Many Pine Creek Condominium tenants accessed their illegally-converted loft bedrooms using ladders, which are considered a safety hazard. City of San Luis Obispo

HOW SLO’S RENTAL HOUSING INSPECTION PROGRAM WORKED

After years of discussing rental housing inspections, the San Luis Obispo City Council approved a program in May 2015, and inspections began in 2016.

The program was designed to combat dangerous living situations like the ones that occurred at Pine Creek.

However, the idea of inspecting city rentals for safety issues was not new.

In fact, to date, San Luis Obispo has been conducting some form of rental inspections for more than 15 years.

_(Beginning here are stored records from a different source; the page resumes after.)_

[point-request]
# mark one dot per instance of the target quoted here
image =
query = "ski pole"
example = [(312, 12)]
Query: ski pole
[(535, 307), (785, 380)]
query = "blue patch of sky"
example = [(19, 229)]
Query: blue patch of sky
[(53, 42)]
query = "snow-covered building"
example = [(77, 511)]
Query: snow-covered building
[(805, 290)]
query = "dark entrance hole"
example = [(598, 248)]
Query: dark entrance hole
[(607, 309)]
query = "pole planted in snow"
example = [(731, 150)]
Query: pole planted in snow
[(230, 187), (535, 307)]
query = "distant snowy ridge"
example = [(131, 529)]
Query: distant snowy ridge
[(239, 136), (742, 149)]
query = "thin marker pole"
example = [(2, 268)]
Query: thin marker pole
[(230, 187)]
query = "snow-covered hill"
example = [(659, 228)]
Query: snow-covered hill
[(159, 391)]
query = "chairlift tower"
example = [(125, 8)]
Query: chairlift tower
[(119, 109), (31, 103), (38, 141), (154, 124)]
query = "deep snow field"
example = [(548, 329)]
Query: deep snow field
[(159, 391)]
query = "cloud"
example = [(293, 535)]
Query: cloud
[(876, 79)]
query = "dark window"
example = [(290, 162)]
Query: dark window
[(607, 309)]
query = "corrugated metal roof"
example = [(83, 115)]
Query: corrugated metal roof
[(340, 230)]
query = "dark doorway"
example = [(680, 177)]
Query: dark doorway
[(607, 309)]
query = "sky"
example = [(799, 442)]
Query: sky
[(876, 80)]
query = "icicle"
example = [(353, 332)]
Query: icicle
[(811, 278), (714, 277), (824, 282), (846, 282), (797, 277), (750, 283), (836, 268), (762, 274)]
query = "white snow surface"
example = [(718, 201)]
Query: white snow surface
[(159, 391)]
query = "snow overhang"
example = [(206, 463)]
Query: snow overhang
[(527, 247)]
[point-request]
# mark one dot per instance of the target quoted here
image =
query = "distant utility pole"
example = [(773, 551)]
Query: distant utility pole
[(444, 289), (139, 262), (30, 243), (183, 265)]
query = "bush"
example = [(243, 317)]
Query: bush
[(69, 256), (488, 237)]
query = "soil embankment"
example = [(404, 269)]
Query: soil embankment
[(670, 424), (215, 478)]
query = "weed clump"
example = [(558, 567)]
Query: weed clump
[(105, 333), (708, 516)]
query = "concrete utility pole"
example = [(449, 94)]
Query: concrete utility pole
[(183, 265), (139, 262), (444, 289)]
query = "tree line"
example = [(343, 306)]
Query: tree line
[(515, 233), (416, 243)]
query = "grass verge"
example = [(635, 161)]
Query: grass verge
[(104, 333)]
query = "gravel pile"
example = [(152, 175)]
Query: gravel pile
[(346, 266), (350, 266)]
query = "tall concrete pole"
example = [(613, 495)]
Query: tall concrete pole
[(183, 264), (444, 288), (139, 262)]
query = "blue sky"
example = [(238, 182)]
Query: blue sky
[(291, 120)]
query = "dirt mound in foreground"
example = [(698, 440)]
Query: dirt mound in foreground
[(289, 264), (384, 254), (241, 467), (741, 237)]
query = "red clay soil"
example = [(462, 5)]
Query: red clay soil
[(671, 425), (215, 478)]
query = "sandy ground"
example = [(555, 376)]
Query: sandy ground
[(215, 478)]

Since 2005, the city Fire Department has charged landlords an annual fee to conduct mandatory inspections of all multi-family housing complexes with more than three units to make sure they’re fire-safe and properly outfitted with smoke and carbon monoxide detectors.

But those inspections don’t apply to the city’s single-family and duplex units, which make up about 38% of the city’s rental stock, according to U.S. Census Bureau data.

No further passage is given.